Excavation, hand dyed wool on linen, 15 x 11 in.
Occasionally it happens that a metaphor rises unbidden while I'm working on a piece, no matter the medium. Once it's stuck in my brain, it's hard to dislodge. With this piece, I had the feeling of hidden chambers below ground, as in Egyptian burial chambers within pyramids; I even have a triangle above ground! Please believe me when I say I had no notion of this until midway into the making of this piece. It was simply three basic shapes, cut away from the wool, with two colors. The colors, by the way, came by way of thinking of Matisse's cutouts; he often used a violet like this one. So....I called the textile Excavation, with a sense of humor, and with a bow to de Kooning's great painting of the same name; I hope I'm not being sacrilegious.
The differentiation of forms come from two things: the direction of the hooking of the loops of wool––I followed the forms, while the backgrounds use straight lines––and cutting away the tops of the loops, to create a sunken relief.
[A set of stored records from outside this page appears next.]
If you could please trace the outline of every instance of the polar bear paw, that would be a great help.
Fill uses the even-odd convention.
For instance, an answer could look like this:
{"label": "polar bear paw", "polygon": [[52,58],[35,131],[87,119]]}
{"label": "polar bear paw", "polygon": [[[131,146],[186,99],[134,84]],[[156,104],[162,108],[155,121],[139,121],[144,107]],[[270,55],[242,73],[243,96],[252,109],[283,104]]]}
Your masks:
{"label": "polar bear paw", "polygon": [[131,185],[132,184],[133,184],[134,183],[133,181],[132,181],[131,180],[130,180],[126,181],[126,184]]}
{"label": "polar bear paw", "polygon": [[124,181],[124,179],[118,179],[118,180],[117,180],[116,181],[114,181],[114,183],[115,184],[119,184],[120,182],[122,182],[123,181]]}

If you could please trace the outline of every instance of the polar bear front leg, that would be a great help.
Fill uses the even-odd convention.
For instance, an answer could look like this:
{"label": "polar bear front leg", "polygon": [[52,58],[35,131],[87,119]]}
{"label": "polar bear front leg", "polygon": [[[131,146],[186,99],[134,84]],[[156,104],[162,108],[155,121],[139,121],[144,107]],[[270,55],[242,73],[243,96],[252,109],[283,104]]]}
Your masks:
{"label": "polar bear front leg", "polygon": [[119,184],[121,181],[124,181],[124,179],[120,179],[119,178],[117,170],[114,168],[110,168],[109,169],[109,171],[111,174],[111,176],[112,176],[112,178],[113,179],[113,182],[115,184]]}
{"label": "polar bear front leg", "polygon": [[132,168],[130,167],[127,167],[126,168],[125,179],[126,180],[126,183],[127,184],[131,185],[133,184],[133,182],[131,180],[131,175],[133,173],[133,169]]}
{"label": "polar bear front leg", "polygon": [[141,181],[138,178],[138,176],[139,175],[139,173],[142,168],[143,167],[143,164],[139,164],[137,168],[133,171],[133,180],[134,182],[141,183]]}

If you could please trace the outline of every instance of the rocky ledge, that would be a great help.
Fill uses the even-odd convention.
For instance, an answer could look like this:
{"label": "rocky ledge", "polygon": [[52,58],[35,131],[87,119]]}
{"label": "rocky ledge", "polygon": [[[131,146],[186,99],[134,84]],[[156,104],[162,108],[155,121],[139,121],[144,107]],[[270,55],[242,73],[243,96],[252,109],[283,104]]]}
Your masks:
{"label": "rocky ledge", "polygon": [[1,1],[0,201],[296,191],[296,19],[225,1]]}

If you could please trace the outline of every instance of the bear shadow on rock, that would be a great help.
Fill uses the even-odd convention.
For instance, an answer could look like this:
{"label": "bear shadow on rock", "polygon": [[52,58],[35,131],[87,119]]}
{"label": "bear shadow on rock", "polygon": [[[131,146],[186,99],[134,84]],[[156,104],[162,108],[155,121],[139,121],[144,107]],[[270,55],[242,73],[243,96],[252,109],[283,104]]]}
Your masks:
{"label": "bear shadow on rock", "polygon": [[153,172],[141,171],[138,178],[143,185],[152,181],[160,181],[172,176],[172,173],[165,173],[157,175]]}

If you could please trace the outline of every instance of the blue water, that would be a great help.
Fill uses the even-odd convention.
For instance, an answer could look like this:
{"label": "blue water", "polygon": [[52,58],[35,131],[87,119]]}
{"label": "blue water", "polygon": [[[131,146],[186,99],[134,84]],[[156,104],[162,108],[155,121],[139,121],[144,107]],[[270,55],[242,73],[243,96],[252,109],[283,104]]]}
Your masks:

In this detail you can see the different directions of hooking in square and circle, and how they are set apart from the horizontal lines of the surrounding plane. I had briefly considered having the three shapes a different color from their backgrounds, but then realized I wanted a more subtle effect. The two colors are not at all subtle, so to balance their intensity, the shapes are embedded within them.